David Manners Is "Breakfasting" In The Black Cat

Here's a still I haven't seen before from The Black Cat, although the scene is referenced by Karloff when asked of Manner's whereabouts at one point in the film. Considering that the feature was released at only 64 minutes, you wonder how many such moments were shot, and eventually deleted, from the final print. The Black Cat was one of the first features I ever owned as a 16mm collector, having purchased it in 1973 from a then-friend in Pennsylvania for the princely sum of $125 (haven't heard from Alan in twenty-five odd years --- hope he's well). This was a "dupe", of course, but in those days, it was a truly extraordinary thing to actually possess a print of a favorite movie, and to be able to show it whenever and whereever you pleased. I used to carry those two plastic 1200' reels into a lot of odd places --- for instance setting up the Bell&Howell projector on the information desk at Lenoir-Rhyne College during the night and running The Black Cat when I was supposed to be answering the switchboard --- or playing it outdoors one memorable Summer night on the banks of Lake Norman, along with Chapter 1 of Flash Gordon Conquers The Universe. In 1974, I ran it on campus as part of a double-bill with my bootlegged 16mm print of Red Dust, using stills I'd ordered from the old "Memory Shop" in NYC for publicity.

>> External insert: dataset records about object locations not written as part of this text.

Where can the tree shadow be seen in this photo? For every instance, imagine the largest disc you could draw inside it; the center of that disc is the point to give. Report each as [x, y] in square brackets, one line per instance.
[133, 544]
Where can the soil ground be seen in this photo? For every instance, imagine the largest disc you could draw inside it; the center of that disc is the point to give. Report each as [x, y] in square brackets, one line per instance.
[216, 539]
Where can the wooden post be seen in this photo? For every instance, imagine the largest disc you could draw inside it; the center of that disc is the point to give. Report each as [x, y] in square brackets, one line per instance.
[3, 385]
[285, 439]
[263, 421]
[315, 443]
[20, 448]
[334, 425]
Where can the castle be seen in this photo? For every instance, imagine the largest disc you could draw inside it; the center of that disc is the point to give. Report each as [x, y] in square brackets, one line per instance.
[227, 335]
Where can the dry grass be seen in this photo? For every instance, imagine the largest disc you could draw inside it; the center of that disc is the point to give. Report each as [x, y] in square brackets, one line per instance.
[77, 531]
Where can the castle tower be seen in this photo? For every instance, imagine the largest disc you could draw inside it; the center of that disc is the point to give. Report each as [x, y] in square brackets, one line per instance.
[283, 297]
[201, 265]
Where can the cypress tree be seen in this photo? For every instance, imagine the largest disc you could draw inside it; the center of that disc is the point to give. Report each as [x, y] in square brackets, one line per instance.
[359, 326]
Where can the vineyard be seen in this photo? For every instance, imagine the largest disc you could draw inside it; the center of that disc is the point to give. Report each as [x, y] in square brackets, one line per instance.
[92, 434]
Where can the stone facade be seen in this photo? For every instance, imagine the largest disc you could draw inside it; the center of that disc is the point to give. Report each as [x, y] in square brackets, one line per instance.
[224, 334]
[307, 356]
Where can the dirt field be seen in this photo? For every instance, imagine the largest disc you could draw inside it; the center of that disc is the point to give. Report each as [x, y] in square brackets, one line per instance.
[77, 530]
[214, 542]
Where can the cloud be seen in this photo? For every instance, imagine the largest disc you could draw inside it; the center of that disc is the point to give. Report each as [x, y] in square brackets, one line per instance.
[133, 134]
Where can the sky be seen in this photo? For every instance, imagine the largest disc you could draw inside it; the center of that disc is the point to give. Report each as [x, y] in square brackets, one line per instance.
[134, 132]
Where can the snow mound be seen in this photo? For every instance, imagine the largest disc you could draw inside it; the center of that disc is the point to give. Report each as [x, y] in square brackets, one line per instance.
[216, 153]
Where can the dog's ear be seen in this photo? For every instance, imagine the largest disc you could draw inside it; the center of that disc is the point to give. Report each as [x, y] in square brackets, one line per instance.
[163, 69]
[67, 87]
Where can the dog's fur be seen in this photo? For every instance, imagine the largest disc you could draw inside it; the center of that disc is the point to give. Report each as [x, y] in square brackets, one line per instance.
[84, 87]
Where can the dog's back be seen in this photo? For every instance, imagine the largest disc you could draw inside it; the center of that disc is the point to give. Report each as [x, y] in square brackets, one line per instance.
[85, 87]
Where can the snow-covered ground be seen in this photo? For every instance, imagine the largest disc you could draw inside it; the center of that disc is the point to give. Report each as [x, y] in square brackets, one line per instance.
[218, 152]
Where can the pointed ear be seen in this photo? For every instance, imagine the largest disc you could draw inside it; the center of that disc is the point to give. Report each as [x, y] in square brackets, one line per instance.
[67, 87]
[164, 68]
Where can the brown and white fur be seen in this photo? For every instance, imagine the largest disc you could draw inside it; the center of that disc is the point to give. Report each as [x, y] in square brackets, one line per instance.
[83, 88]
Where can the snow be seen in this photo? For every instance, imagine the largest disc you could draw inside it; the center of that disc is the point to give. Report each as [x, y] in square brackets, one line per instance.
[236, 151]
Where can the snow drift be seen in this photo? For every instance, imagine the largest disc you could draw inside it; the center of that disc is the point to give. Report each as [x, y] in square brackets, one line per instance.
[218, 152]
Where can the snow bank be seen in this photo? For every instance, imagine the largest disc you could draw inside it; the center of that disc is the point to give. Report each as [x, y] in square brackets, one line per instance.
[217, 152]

All told, I must have screened that print of The Black Cat at least twenty or thirty times during that first year or two of excited ownership. I've now been in possession of Universal's DVD of The Black Cat since October and have screened it not once. There's a differance between owning four 16mm features in 1973 and having hundreds of DVD's in 2005. I wouldn't want to go back to the way it was, but I also realize that, as a "collector" of DVD as opposed to 16mm, the thrill is gone. Acquiring The Black Cat as a neat, Universal-shrinkwrapped Wal-Mart product is not the same as hoarding a rare, unattainable, possibly black market 16mm print. Now that's a distinction.